Temperatures may be above normal in the eastern U.S. from Dec. 23 to Dec. 27 and then seasonal through Jan. 1, according to Commodity Weather Group LLC in Bethesda, Maryland. An earlier outlook, released by the company in late November, showed colder-than-average weather in the eastern half of the country in December.

About 49 percent of U.S. households use gas for heating, according to the Energy Information Administration, the Energy Department’s statistical arm.

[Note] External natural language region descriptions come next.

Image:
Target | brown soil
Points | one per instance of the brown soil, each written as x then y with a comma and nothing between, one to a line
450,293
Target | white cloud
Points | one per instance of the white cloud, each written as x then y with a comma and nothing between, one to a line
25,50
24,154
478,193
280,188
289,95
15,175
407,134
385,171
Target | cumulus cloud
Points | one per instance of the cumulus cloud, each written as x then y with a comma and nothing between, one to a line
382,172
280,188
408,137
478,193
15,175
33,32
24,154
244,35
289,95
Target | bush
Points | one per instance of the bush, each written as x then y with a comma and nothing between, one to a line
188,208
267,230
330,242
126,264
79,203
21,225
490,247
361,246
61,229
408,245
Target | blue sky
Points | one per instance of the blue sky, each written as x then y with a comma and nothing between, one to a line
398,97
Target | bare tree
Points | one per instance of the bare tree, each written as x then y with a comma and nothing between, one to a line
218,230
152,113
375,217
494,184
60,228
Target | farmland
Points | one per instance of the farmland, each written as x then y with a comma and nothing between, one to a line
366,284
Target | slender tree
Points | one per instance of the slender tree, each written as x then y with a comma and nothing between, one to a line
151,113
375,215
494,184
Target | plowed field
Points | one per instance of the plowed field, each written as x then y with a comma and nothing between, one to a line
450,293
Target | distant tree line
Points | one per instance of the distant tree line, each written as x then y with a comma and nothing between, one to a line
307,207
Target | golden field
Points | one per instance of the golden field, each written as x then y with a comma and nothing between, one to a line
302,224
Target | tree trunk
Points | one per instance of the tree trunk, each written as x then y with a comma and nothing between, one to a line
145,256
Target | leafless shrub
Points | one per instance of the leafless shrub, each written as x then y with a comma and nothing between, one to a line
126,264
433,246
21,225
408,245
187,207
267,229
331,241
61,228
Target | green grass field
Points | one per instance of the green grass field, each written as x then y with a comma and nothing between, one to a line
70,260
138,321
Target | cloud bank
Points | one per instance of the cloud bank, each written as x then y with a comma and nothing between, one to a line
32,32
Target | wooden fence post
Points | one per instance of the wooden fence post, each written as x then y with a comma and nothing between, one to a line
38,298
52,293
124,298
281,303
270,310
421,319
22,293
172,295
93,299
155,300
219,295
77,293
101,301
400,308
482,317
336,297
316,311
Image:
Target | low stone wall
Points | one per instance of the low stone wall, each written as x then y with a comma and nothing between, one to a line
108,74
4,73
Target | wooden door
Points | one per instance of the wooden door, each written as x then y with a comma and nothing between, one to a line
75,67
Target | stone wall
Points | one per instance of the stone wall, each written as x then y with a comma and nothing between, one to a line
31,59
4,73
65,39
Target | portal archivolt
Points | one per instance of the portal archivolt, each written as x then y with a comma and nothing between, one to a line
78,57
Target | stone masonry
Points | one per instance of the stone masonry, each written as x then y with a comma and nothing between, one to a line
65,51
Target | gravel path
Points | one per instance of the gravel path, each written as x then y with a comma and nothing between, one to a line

Stockpiles at the end of March will be about 40 percent above a year earlier, after a frigid winter left supplies at the lowest level since 2003.

Challenge Ahead

“Traders are discussing the prospect of inventories ending the heating season at 2 trillion cubic feet, which is considered the breaking point for prices,” said Teri Viswanath, director of commodities strategy at BNP Paribas SA in New York. “It’s going to be a challenge to manage that level of supply.”

Production will surge to a 74.26 billion cubic feet a day this year, EIA data show. Output from the Marcellus shale formation in the Northeast may rise 19 percent in January from a year earlier, the agency said Dec. 8.

Hedge funds’ net-long wagers on U.S. natural gas fell 36 percent to 27,260 lots in the week ended Dec. 16, the lowest since October, the Commodity Futures Trading Commission said Dec. 19. The measure includes an index of four contracts adjusted to futures equivalents: Nymex natural gas futures, Nymex Henry Hub Swap Futures, Nymex ClearPort Henry Hub Penultimate Swaps and the ICE Futures U.S. Henry Hub contract.

“Production is so high that we’re going to need to see some cold weather and some supply bottlenecks to support prices,” Again Capital’s Kilduff said. “It’s a complete paradigm shift from the deficit we had at the end of last winter.”